Massachusetts

Can Visual Arts Learning Improve Geometric Reasoning? A Transfer Study

Principal Investigator: 
Co-Investigator: 
Project Overview
Background & Purpose: 

The mathematics education field recognizes that both visualization and spatial reasoning are integral to mathematical thinking; geometry is one mathematical strand in which one might particularly expect to see this connection. This research investigates whether intensive study of drawing and painting, disciplines which also require visualization and spatial reasoning and explicitly instruct students in artistic “envisioning,” leads to improvements in geometric reasoning.

Setting: 

The study is being conducted in a large Northeastern city with high school students who attend public schools in a large urban district. This is a naturalistic study, which contrasts the artistic and geometric reasoning of students studying visual arts with students who are not. Students in the “treatment” condition come from two settings: (1) those who attend a public pilot school offering intensive work in visual arts, theater, music, dance, and (2) those who attend an after-school jobs program that trains (and pays) underserved youth to create visual art. Students in the treated control conditions come from two settings: (1) those who study theater in the same public pilot school, (2) those who attend an after-school sports program. A third control group is untreated and consists of students who are friends of students in the treatment condition but who do not participate in intensive training of any kind.

Research Design: 

The research design is quasi-experimental and studies a naturally occurring intervention on a self-selected sample. The intervention is visual arts training (minimum of 9 hours/week). The outcome measure is spatial reasoning in the arts and in geometry.The treated vs. untreated control conditions test for whether any kind of intensive treatment has the same effects. See description of control conditions under Setting.
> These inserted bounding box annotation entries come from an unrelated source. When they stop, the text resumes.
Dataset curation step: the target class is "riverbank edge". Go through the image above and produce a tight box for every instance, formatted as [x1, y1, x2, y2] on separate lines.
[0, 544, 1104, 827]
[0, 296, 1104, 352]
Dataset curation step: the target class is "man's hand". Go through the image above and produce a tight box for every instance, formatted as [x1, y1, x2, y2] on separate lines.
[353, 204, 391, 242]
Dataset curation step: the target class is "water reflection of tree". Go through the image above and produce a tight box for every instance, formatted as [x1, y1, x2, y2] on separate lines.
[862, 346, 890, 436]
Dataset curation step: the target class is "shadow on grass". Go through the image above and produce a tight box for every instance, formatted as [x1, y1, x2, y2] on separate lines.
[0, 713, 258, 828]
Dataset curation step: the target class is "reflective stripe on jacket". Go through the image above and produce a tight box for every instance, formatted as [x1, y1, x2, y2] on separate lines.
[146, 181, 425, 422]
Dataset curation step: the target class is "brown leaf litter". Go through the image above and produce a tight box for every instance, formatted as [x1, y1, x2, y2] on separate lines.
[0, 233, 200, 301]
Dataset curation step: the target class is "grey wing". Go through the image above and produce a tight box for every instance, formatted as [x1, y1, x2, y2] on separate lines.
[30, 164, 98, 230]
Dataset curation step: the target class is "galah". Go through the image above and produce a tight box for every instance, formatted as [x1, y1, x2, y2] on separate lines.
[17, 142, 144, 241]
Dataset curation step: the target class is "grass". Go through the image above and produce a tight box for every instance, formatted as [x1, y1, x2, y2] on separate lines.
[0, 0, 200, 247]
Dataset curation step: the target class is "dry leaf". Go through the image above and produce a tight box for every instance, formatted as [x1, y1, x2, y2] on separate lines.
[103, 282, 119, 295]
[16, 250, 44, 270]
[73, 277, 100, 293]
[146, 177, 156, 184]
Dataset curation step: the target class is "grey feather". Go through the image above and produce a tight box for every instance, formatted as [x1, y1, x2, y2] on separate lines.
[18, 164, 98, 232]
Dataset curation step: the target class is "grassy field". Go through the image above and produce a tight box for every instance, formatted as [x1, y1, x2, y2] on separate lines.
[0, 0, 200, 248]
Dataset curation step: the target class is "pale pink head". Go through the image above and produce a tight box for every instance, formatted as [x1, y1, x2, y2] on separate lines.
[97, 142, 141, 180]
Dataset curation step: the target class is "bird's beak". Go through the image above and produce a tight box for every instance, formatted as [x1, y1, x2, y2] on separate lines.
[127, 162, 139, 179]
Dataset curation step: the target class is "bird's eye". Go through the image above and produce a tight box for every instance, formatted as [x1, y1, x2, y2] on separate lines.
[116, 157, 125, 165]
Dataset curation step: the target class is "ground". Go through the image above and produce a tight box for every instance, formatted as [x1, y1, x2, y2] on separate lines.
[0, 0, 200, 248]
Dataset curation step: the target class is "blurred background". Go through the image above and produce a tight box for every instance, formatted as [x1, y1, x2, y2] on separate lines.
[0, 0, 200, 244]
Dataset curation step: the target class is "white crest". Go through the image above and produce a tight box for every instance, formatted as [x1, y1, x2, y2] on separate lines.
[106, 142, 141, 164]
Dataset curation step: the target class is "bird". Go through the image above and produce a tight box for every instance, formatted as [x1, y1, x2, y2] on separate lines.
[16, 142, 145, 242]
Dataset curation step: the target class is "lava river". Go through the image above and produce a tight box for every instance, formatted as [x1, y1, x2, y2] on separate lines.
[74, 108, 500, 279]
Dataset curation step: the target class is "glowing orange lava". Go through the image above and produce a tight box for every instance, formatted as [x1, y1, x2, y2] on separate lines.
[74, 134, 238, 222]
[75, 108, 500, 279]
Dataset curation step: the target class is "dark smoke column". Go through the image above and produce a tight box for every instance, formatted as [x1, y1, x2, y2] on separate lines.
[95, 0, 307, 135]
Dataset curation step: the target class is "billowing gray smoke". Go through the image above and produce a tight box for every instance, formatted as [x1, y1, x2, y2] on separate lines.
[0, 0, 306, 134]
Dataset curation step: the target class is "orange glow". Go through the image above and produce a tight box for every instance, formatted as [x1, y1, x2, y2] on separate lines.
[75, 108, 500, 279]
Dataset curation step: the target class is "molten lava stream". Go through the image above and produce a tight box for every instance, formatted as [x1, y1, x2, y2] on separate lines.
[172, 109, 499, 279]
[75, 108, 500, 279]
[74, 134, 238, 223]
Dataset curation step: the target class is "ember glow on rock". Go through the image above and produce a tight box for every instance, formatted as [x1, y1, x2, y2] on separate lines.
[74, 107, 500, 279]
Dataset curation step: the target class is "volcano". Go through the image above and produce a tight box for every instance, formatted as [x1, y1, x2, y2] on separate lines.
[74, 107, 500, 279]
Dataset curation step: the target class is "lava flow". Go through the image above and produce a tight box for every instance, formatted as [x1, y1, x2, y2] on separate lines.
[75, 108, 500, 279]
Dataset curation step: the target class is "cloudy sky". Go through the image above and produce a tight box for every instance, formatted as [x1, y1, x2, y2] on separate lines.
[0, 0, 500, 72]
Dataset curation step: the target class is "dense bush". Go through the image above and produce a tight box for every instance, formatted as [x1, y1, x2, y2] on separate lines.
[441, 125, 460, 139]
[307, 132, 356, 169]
The study is designed to test the causal hypothesis that instruction in visual arts strengthens spatial reasoning which can then be applied to geometric reasoning. The research design will also includes the identification of associative/correlational relationships within groups. The study also has a qualitative component in that we will be conducting in-depth “loud thinking” interviews with a small sample of students in each testing condition.

The study uses a battery of measures. A geometry visualization measure consists of release items from TIMSS, PISA, NAEP and original items created in conjunction with advisory board members. An art visualization measure, created in conjunction with artist/art educator consultants, assesses aspects of artistic visual/spatial reasoning: identifying the light source, drawing shadows, identifying reflections, imagining new perspectives, completing a scene, identifying the rhythm and shapes underlying compositions, and stretching/compressing compositions. Three standardized spatial reasoning tests provide a validity check for the spatial nature of the art and geometry items: a water level test, a paper folding test, and a mental rotation test. Two control tests are also included: the vocabulary subtest of Kaufman Brief Intelligence test, and the Reading the Mind in the Eyes test. The project also uses a custom-designed self-completion questionnaire for all participants

We will analyze a set of hypotheses about the relative performance of treatment, treated control, and untreated control groups using factor analyses, correlational analyses, analyses of variance, and SEM analyses. We will develop scoring rubrics and coding categories for analyzing the qualitative data that we will obtain from the loud-thinking interviews.

Publications & Presentations: 

Goldsmith, L.T., Hetland, L., & Winner, E. (2009, April). Learning in Visual Arts and Geometry: Designing a Transfer Study. Presented at AERA annual conference, San Diego, CA, in R. Siegesmund (Chair). Reaching out/crossing borders in visual arts research.

Winner, E, Hetland, L., & Goldsmith, L.T. (2009, April). Designing a test of spatial visualization for visual arts. Presented at NAEA annual conference, Minneapolis, MN, in Learning in Visual Arts: What and How.

Hetland, L. (2009). A Trail of Three Studies: How One Research Leads to Another. Cultuur + Educatie (in Dutch).
 

Other Products: 

Two products will result from this work: a geometric reasoning measure test (built on a compilation of standardized test items) assessing the kind of spatial reasoning used in geometry; this test will require little or no verbal, memorized knowledge of rules, terms, or formulae; and an art visualization test assessing the kind of spatial reasoning used in creating and responding to visual art.